Apart from these early commitments to Buku Harapan’s promises, other factors contribute to a strong likelihood of Buku Harapan’s continued use as a roadmap for governance. The need to appear trustworthy will remain an imperative for the new government if it is to secure long-term political legitimacy. However, regardless of whether or not Pakatan Harapan is confident in its continued rule, increased power sharing is a likely outcome. In the former scenario, a confident Pakatan Harapan that does not perceive Barisan Nasional as a threat would be willing to grant the opposition party limited power to reinforce its own legitimacy. In the latter scenario, an unconfident Pakatan Harapan might be well served to institutionalize power sharing to grant itself a more level playing field should it return to being in the opposition.

Another factor for Buku Harapan’s continued influence lies in the fact that the Pakatan Harapan coalition does not currently have another roadmap with which to govern. Even though members such as Mahathir, Anwar Ibrahim, and Muhyiddin Yassin have previous governing experience, the coalition itself is relatively young and has no internal precedents for running the country. Moreover, the coalition likely faces internal pressures because of differing interests within and between its component parties. Since negotiating a mutually acceptable new roadmap will prove challenging, the coalition is likely to return to the Buku Harapan which was agreed upon in the past when victory was uncertain and coalition unity was prioritized over individual party interests.

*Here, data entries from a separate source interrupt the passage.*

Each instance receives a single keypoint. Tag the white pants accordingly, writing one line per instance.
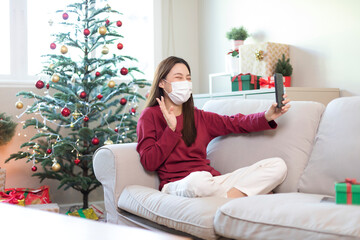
(259, 178)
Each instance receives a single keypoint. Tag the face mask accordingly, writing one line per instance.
(181, 91)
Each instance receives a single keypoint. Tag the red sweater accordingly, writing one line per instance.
(164, 151)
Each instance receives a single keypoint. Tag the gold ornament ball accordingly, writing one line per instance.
(111, 84)
(19, 105)
(63, 49)
(108, 142)
(102, 30)
(56, 167)
(55, 78)
(105, 50)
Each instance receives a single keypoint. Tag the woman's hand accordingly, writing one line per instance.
(274, 112)
(168, 115)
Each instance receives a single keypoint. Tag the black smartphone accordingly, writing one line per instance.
(279, 89)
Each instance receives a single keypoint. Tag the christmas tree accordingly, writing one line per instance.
(7, 129)
(83, 106)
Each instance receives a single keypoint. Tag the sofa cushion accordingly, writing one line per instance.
(336, 153)
(190, 215)
(292, 140)
(287, 216)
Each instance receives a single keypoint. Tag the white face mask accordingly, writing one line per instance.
(181, 91)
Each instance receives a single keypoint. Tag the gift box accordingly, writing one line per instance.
(12, 198)
(2, 179)
(32, 195)
(244, 82)
(88, 213)
(269, 82)
(347, 192)
(260, 59)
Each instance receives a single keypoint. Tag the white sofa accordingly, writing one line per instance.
(320, 146)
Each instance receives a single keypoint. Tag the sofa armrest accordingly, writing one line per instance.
(117, 166)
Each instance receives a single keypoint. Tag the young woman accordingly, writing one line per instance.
(173, 136)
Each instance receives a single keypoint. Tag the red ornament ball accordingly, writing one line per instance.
(65, 16)
(120, 46)
(95, 141)
(86, 32)
(123, 101)
(65, 112)
(39, 84)
(124, 71)
(82, 94)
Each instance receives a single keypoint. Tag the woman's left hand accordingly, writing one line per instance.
(274, 112)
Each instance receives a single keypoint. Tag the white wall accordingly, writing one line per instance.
(180, 34)
(323, 35)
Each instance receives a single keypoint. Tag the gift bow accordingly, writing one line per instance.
(268, 82)
(349, 182)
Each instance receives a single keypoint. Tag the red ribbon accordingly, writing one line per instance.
(349, 183)
(253, 80)
(268, 82)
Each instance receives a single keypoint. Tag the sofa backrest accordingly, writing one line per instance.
(336, 153)
(292, 140)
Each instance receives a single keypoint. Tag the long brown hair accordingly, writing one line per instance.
(189, 130)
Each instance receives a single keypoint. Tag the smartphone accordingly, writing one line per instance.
(279, 89)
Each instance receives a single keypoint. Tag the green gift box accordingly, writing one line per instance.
(244, 82)
(348, 192)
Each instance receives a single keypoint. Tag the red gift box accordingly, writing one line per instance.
(270, 82)
(32, 196)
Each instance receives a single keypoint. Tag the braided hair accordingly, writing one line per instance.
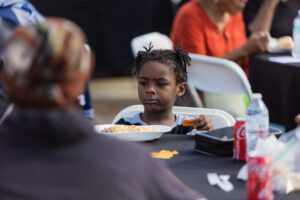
(177, 59)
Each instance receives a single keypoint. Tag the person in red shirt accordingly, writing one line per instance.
(216, 28)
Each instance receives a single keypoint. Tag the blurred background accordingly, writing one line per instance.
(110, 25)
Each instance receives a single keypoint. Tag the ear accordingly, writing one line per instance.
(181, 88)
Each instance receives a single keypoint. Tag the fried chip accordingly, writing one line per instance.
(164, 154)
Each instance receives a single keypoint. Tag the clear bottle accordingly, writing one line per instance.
(257, 122)
(296, 36)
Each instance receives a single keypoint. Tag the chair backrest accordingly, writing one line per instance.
(219, 118)
(158, 40)
(224, 83)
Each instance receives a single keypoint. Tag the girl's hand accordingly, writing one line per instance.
(201, 123)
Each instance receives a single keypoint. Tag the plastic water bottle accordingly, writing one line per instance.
(257, 122)
(296, 36)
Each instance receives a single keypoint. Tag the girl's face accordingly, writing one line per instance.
(157, 88)
(232, 6)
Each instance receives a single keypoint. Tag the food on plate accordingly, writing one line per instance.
(285, 42)
(164, 154)
(128, 128)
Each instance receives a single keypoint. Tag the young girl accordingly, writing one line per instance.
(162, 78)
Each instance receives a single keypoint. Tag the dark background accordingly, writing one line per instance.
(111, 24)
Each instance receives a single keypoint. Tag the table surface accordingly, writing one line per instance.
(280, 87)
(192, 167)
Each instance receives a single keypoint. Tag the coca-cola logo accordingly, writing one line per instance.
(241, 132)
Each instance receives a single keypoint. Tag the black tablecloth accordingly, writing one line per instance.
(192, 167)
(280, 86)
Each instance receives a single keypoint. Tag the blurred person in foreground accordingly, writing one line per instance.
(297, 119)
(48, 150)
(21, 12)
(216, 28)
(274, 16)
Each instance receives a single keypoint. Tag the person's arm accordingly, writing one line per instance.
(263, 19)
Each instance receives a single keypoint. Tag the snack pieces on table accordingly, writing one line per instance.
(128, 128)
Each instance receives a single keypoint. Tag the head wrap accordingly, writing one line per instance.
(46, 65)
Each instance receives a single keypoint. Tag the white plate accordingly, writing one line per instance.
(136, 136)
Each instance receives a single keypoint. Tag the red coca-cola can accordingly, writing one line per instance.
(259, 182)
(239, 142)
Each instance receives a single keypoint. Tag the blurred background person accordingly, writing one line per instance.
(21, 12)
(216, 28)
(49, 151)
(274, 16)
(13, 13)
(111, 25)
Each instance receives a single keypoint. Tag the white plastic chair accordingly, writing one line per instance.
(219, 118)
(224, 83)
(158, 40)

Ultimately Buku Harapan was written in response to lapses in governance by the previous Barisan Nasional government by an opposition that did not expect to win. Its underlying principles capture an aspiration of greater power sharing, and substantive and procedural promises to achieve that goal. Even though some in the new government describe the process of fulfilling every promise as difficult, the existence of Buku Harapan has anchored Pakatan Harapan to its promised reforms. 

Opinion polls suggest that the confidence of the Malaysian people in their new Government remains high. Insofar as increased power sharing is seen as a marker of improved governance, Buku Harapan’s continued role in influencing Malaysia’s new government suggest that there is indeed good reason to be confident.